# o-omg, or Pokémon Teaches Japanese!



## surskitty

*o-omg, or Pokémon Teaches Japanese!*

From Black and White!

Azusa: KONNICHIWA, yo! Are you overflowing with GENKI? It's time for this week's highly anticipated “KOUKAN TALK!" This is today's phrase: “Your Pokémon is cute!" This is a phrase you want to try out! So, what's the right way to say it? “Kawaii Pokémon da ne!" Ka-wah-ii po-kay-mon da nay! With this you can flatter that person you like! YATTA! Trading Pokémon internationally is sure great! Tee hee! OK, be sure to watch again! MATA KONDO! 

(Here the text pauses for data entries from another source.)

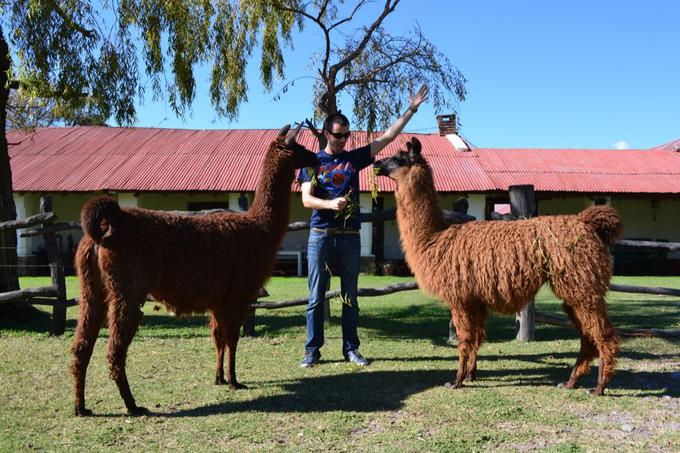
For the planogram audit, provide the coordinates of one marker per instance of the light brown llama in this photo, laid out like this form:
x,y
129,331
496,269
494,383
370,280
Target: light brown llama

Azusa: OSSU, everybody! Are you so GENKI it's causing everyone else trouble? It's time for this week's highly anticipated “KOUKAN TALK!" This is today's phrase: “Where did you come from?" This is handy! You'll want to know where your opponent is from! If you want to say this in Japanese, it's like this! “Doko kara kita no?" Do-ko ka-ra kee-ta no? After that, there's no doubt you'll have fun talking about where you're from! Yeah! OK, so, MATA NE! Bye-bye! 

Azusa: Yoo-hoo, MINNA! Today I'm a little wound up, so let's get this “KOUKAN TALK" started! This week's phrase is this: “What's your favorite Pokémon?" So what will this sound like in Japanese? “Ichiban suki na Pokémon wa?" Ii-chee-ban su-kee nah po-kay-mo-n wah? Then both of you will know about the other's favorite! By the way, my favorite Pokémon is ā\u0003! OK, see you later! JA NE! Have a good day! Mwah! 

Azusa: Meowdy, MINNA! It's time for “KOUKAN TALK!" Today's one phrase for communication is this: “Where did you find that?" This phrase can be useful whenever you need it! HAI! So this useful phrase goes like this in Japanese! “Sore doko de mitsuketano?" So-re do-ko de mee-tsu-kay-tah no? When I meet Trainers with a cute ā\u0003, I ask them that right away! So with that, MATA ITSUKA AIMASHO! And adios! 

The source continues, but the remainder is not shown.